Au seuil de la « folie Berlioz » annoncée pour 2003, bicentenaire du plus célèbre des compositeurs français, l'année 2002 n'a pas eu de ligne de force, mais confirme, malgré la défection de plus en plus sensible des médias et des édiles politico-financiers, combien la musique est vivante.

Musique 2002, année de transition ?

Bruno Serrou
Académie Charles Cros

La fin de l'année a néanmoins été surtout placée sous le signe des aventures de l'Orchestre de Paris, qui, après une implantation réussie au Théâtre Mogador, s'est vu condamné à l'errance dans les deux mois qui ont suivi, son lieu d'accueil étant occupé par un spectacle dit « de Noël ». Conférences de presse, pétitions, menaces de démission du directeur musical Christoph Eschenbach, qui rappelaient les promesses électorales de création d'une salle de concerts digne de la vie musicale parisienne, ont fusé de toute part. À suivre dans les prochains mois...

Quarante ans de Percussions de Strasbourg

Les Percussions de Strasbourg : plus de 700 instruments

Le millésime 2002 s'est ouvert sur le quarantième anniversaire d'un ensemble, les Percussions de Strasbourg, qui a donné à la percussion ses lettres de noblesse, la rendant apte à la musique de chambre, et suscitant quantité d'œuvres nouvelles.
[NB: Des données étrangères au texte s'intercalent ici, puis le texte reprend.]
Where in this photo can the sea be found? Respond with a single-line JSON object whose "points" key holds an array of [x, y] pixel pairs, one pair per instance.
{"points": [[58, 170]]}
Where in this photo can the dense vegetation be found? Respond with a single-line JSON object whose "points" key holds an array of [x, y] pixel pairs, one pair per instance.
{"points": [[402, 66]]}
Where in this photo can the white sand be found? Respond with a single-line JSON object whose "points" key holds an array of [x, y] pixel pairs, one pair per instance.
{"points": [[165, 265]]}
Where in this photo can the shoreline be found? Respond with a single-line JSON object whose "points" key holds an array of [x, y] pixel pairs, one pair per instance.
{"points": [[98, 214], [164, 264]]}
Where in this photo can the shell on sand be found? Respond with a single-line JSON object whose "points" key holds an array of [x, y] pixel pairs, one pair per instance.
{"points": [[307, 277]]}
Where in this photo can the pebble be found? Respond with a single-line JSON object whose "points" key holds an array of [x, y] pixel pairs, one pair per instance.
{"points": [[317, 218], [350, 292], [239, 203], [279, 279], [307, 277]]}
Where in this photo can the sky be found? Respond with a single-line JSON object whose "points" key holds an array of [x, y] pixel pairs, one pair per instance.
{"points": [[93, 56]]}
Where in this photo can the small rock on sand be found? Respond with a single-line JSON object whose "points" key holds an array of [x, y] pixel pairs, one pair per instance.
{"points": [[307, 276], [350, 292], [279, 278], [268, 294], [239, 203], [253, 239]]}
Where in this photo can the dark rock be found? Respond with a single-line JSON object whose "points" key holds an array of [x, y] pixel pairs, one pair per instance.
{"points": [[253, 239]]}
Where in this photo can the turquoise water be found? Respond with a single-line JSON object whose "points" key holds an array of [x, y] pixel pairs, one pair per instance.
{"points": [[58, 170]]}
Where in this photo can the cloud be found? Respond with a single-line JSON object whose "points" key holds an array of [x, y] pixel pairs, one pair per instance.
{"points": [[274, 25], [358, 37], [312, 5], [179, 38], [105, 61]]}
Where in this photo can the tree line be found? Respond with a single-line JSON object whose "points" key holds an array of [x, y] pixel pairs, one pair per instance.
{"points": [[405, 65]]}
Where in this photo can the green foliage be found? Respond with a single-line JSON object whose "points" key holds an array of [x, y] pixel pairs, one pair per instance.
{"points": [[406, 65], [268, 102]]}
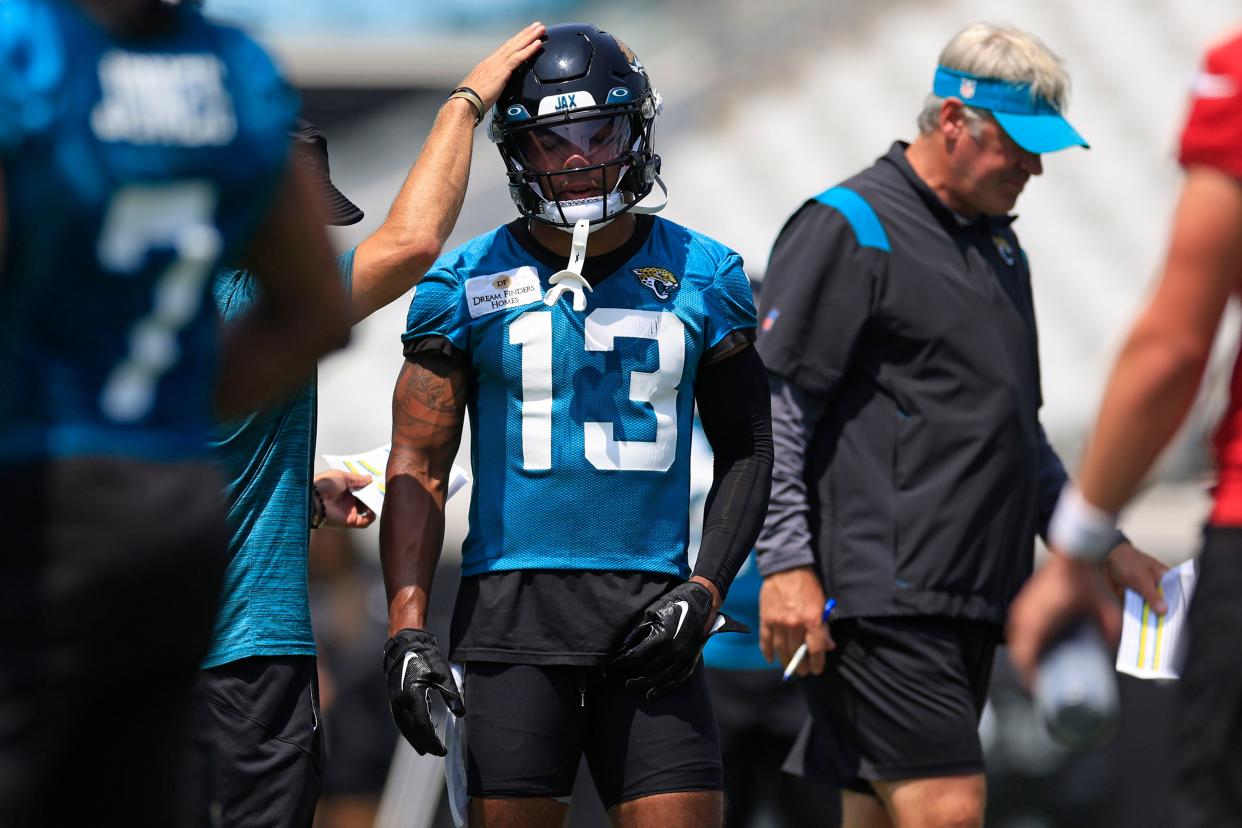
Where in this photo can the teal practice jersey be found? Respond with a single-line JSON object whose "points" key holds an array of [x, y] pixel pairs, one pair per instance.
{"points": [[132, 168], [267, 459], [581, 421]]}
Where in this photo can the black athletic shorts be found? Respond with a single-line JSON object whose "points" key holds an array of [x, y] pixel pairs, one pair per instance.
{"points": [[257, 752], [899, 698], [527, 726], [1207, 726], [109, 576]]}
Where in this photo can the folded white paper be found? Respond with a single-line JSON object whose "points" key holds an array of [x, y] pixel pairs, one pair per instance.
{"points": [[1153, 646], [374, 462]]}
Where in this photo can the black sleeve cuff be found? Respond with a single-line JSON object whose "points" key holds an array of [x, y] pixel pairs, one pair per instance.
{"points": [[434, 344]]}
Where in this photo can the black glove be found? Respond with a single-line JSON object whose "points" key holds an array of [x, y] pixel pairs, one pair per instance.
{"points": [[665, 648], [414, 667]]}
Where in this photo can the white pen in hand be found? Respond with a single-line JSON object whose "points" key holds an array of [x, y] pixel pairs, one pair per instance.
{"points": [[800, 653]]}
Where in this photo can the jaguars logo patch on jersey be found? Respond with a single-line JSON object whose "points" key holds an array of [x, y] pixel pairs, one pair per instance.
{"points": [[658, 281], [1005, 250]]}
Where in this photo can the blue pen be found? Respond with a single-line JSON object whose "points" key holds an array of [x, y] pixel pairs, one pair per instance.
{"points": [[800, 653]]}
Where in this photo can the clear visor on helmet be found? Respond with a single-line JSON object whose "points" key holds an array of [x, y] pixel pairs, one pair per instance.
{"points": [[575, 144]]}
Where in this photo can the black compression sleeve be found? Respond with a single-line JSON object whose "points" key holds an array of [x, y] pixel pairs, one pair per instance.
{"points": [[735, 410]]}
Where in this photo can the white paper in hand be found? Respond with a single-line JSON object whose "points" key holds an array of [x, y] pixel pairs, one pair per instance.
{"points": [[1154, 646], [374, 462]]}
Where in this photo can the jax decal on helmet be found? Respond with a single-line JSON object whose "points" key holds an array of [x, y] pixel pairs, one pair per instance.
{"points": [[574, 128]]}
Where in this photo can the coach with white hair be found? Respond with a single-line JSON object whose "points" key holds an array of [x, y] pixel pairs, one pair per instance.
{"points": [[912, 471]]}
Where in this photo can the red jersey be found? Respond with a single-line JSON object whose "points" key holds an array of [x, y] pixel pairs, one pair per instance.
{"points": [[1214, 138]]}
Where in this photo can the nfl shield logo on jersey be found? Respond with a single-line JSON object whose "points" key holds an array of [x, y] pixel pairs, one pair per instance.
{"points": [[1005, 250]]}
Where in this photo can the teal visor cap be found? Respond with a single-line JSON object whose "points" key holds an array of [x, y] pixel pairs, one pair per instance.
{"points": [[1032, 122]]}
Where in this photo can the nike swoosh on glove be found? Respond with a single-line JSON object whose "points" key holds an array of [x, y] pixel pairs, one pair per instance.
{"points": [[414, 668], [665, 648]]}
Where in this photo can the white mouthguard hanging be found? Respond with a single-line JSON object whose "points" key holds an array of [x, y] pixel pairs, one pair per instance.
{"points": [[571, 277]]}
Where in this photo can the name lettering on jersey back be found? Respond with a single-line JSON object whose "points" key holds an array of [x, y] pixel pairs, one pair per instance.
{"points": [[512, 288], [174, 99]]}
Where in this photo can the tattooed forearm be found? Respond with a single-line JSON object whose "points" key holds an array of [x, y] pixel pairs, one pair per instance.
{"points": [[429, 410]]}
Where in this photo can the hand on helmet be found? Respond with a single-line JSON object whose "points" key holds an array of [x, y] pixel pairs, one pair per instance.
{"points": [[414, 668], [493, 71], [665, 648]]}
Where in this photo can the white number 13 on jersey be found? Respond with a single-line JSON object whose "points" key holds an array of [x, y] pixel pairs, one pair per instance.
{"points": [[602, 327]]}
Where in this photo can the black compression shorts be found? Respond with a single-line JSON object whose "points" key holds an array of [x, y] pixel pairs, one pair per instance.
{"points": [[527, 726], [257, 745], [899, 698], [109, 576]]}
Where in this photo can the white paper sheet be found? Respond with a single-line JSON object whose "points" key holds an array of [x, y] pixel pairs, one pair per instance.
{"points": [[1153, 646], [374, 462]]}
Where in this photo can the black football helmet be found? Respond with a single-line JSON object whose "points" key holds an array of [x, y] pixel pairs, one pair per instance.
{"points": [[574, 127]]}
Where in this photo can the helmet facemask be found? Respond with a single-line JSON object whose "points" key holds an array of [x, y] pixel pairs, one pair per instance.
{"points": [[594, 163]]}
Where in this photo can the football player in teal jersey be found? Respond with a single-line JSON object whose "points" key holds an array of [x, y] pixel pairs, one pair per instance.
{"points": [[258, 754], [139, 148], [579, 338]]}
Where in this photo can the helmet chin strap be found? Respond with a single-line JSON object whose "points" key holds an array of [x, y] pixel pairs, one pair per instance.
{"points": [[570, 279]]}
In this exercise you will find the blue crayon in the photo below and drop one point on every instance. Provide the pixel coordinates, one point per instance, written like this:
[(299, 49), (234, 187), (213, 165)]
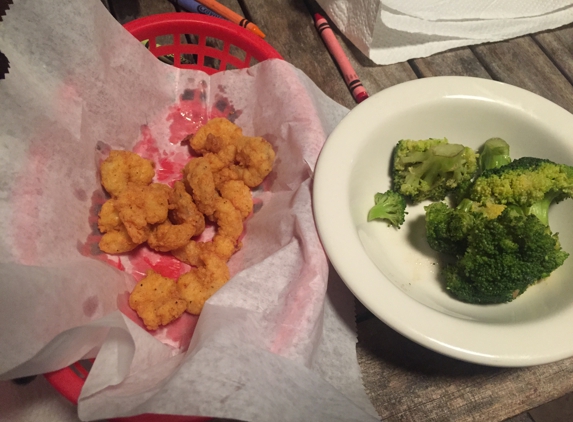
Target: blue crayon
[(195, 7)]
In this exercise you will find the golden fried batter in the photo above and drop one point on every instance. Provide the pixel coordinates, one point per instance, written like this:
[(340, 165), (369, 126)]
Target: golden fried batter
[(228, 219), (239, 194), (122, 168), (139, 206), (166, 236), (225, 130), (215, 186), (184, 210), (255, 157), (117, 241), (199, 178), (220, 246), (156, 300), (199, 284), (108, 217)]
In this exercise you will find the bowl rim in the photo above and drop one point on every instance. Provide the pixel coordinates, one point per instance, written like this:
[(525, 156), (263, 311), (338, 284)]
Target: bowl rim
[(427, 327)]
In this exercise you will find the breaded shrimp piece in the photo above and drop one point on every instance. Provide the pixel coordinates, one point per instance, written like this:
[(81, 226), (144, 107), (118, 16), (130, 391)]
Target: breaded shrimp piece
[(184, 210), (199, 284), (255, 157), (224, 175), (138, 206), (221, 246), (228, 219), (121, 168), (219, 127), (108, 217), (199, 178), (166, 236), (117, 241), (239, 194), (156, 300)]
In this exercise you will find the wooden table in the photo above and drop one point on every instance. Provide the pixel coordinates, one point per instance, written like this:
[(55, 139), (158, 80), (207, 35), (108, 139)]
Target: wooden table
[(405, 381)]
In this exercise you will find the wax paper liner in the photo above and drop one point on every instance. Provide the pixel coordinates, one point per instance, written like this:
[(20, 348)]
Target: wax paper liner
[(273, 343)]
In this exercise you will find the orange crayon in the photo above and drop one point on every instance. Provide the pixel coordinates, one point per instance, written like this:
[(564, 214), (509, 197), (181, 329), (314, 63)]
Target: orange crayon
[(232, 16)]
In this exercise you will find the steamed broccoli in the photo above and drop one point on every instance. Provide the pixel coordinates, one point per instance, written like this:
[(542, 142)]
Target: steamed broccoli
[(528, 185), (496, 257), (493, 154), (390, 206), (430, 169)]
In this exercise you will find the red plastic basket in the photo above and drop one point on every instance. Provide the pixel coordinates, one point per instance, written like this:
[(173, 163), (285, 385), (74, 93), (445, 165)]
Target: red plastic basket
[(190, 41), (201, 42)]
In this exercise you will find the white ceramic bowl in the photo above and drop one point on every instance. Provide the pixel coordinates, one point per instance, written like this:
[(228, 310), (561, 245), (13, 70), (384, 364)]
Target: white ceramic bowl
[(394, 273)]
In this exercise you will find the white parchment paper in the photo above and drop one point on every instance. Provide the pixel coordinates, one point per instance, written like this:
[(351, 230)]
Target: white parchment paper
[(277, 342)]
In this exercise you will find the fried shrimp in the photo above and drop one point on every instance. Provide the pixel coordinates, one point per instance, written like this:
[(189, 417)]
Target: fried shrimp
[(239, 194), (184, 210), (255, 157), (117, 241), (108, 217), (228, 219), (122, 168), (166, 236), (156, 300), (199, 284), (215, 187), (140, 206), (221, 246), (223, 129), (199, 178)]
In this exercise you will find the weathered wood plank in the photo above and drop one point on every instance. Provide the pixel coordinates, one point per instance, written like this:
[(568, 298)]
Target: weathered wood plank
[(407, 382), (458, 62), (522, 63), (558, 45)]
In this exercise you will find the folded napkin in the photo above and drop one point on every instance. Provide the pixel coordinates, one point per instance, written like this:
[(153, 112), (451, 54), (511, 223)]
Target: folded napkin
[(391, 31)]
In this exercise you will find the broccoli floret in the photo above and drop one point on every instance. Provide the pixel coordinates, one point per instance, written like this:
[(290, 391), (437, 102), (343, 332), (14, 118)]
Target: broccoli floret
[(493, 154), (390, 206), (531, 184), (496, 257), (430, 169)]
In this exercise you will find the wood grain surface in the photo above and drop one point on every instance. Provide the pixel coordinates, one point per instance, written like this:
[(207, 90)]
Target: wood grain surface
[(405, 381)]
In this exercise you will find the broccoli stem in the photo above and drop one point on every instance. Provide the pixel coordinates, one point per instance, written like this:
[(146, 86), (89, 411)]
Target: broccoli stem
[(541, 209), (494, 154)]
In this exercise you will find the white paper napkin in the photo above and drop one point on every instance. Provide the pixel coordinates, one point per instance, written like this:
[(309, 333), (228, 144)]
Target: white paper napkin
[(391, 31)]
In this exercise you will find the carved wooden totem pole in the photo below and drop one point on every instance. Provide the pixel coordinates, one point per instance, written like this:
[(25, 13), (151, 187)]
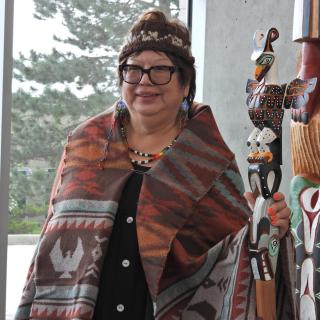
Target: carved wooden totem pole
[(305, 152), (266, 112), (266, 101)]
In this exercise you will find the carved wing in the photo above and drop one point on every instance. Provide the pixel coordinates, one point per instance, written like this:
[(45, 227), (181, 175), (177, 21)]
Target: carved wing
[(297, 93), (250, 88), (77, 255)]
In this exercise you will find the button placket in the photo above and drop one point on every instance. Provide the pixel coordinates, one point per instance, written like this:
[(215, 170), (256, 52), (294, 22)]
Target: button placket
[(120, 307), (129, 219), (125, 263)]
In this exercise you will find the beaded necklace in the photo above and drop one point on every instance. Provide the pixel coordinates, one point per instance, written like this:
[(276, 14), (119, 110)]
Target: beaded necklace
[(151, 156)]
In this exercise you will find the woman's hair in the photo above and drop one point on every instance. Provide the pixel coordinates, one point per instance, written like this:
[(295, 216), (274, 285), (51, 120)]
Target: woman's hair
[(154, 31)]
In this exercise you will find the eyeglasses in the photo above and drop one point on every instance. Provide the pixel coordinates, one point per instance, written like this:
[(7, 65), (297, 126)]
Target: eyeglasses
[(158, 75)]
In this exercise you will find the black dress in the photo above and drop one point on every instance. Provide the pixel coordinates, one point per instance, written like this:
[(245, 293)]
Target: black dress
[(123, 292)]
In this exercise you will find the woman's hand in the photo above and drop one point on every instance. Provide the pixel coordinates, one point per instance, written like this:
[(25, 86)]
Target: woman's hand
[(278, 212)]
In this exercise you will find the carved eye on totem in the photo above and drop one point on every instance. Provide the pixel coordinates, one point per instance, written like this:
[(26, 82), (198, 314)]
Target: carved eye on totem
[(265, 59)]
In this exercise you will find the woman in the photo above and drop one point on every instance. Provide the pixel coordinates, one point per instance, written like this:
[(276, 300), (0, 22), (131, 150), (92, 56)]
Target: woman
[(147, 218)]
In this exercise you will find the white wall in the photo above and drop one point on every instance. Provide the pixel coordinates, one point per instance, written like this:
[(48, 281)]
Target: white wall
[(229, 29)]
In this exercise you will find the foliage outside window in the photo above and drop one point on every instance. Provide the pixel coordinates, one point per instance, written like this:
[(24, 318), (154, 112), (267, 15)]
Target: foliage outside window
[(59, 90)]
Riche de plus de 700 instruments, panoplie qui s'élargit au fur et à mesure des tournées dans le monde, l'ensemble crée chaque année une dizaine d'œuvres nouvelles. Autre anniversaire, les vingt ans de la Péniche Opéra. Fondée en 1982 par Mireille Larroche, cet opéra-studio amarré sur les berges du canal Saint-Martin à Paris reste fidèle à son concept originel, travailler sur l'opéra, genre considéré désuet à l'époque, et lui associer le théâtre musical. Depuis lors, ce lieu a présenté 132 productions de 95 compositeurs pour 150 levers de rideaux par an, auxquels il convient d'ajouter accueils, « coups de cœur », résidences d'artistes. Ce lieu magique qui exhale une odeur de mazout se voue également à une réflexion sur la création, non seulement contemporaine mais aussi sur le répertoire et les œuvres oubliées ou jugées surannées. Aujourd'hui dirigée par un collège d'artistes, la Péniche Opéra est aussi en résidence à l'Opéra-Comique.

Mieux que Paris

L'Opéra de Nancy a inscrit à son répertoire Jenufa de Janácek.

C'est de province que sont venues les initiatives les plus originales. L'Opéra de Nantes ouvrait l'année avec les Soldats de Manfred Gurlitt, opéra inédit en France. Cinq ans après l'Opéra de Rouen, avec un Wozzeck adapté en 1923 de la même pièce de Georg Büchner que celui de Berg, Gurlitt a connu à Nantes sa seconde création française avec un titre tout aussi fameux, la pièce éponyme de Jakob Lenz dont devait aussi s'inspirer l'opéra de Bernt Aloïs Zimmermann en 1965. Quoique célèbre dans les années 1920, ce compositeur berlinois classé « dégénéré » par les nazis s'est non seulement vu interdire l'accès à toute charge publique et exécution de ses oeuvres, mais il a en outre joué de malchance en choisissant l'exil au Japon, alors allié de l'Allemagne hitlérienne, où il mourra oublié en 1972. En outre, sa musique puise dans tous les styles accessibles en son temps, ce qui le rend d'autant plus actuel, puisque les jeunes compositeurs se trouvent aujourd'hui plus ou moins dans la même situation que lui, Gurlitt utilisant les langages dont il a besoin selon ce qu'il désire exprimer.

Idée a priori saugrenue que de mettre en scène une œuvre qui n'a pas été conçue pour la scène, surtout lorsqu'elle est aussi dense et évocatrice que le Chant de la Terre de Gustav Mahler. C'est à un Japonais que l'Opéra de Rouen a confié cette adaptation qui ne présageait rien de bon. Pourtant, ici, nulle trahison. Sans doute pour partie en raison du choix de la version porté non pas sur l'original, mais sur un arrangement pour treize instruments de Schönberg, complété en 1983 par R. Riehn. Mais c'est principalement la mise en scène de Yoshi Oïda qu'il faut saluer tant elle s'avère d'une finesse et d'une intelligence remarquables, s'épanouissant dans la scénographie de Tom Schenk qui évoque un mélancolique jardin japonais où se meut un couple déchiré qui se retrouve autour de la dépouille de sa fille, dont la cérémonie funèbre est célébrée par des moines bouddhistes.